Unfortunately, this is not what I wanted to hear. I feel it’s too easy to forget to match against a return value, which can result in a silent error. Even though I’ve already come to the conclusion that ignoring return values is an anti-pattern, I still need to remember to check them. But I’ll try dialyzer and see if it can help me, as you suggest.

I wanted to edit the post above, but couldn’t find a way to do it.

I wanted to remove “Unfortunately, this is not what I wanted to hear.” because it’s not clear what I mean. I was a bit disappointed, because even though the answer was a good one, the problem still remain: it’s really easy to forget handling the error. I think it’s a footgun.

I think it’s a footgun.

I am by no means an expert, but I’d say this concern has already been answered: returning :ok or {:error, reason} means: I’m expecting the caller to handle this. This is intentional.

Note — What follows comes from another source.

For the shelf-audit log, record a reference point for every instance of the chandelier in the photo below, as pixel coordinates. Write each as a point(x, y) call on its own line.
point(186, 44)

You can always write my_fun first, and then its ! close to it:

# warn: pseudocode
def my_fun!() do
  case my_fun() do
    :ok -> :ok
    {:error, reason} -> raise reason
  end
end

Then, it’s up to the caller to decide what to call, and how to handle it.

Another argument could be that a caller could always mess it up by using a try clause and unintentionally catch that specific error, while handling others. So, if we want to bring up “bad examples”, I think our imagination could be unbounded :smiley: But that doesn’t mean that monads (or exceptions) are a bad pattern per se. If anything, Elixir makes it explicit: if there’s a !, expect and exception.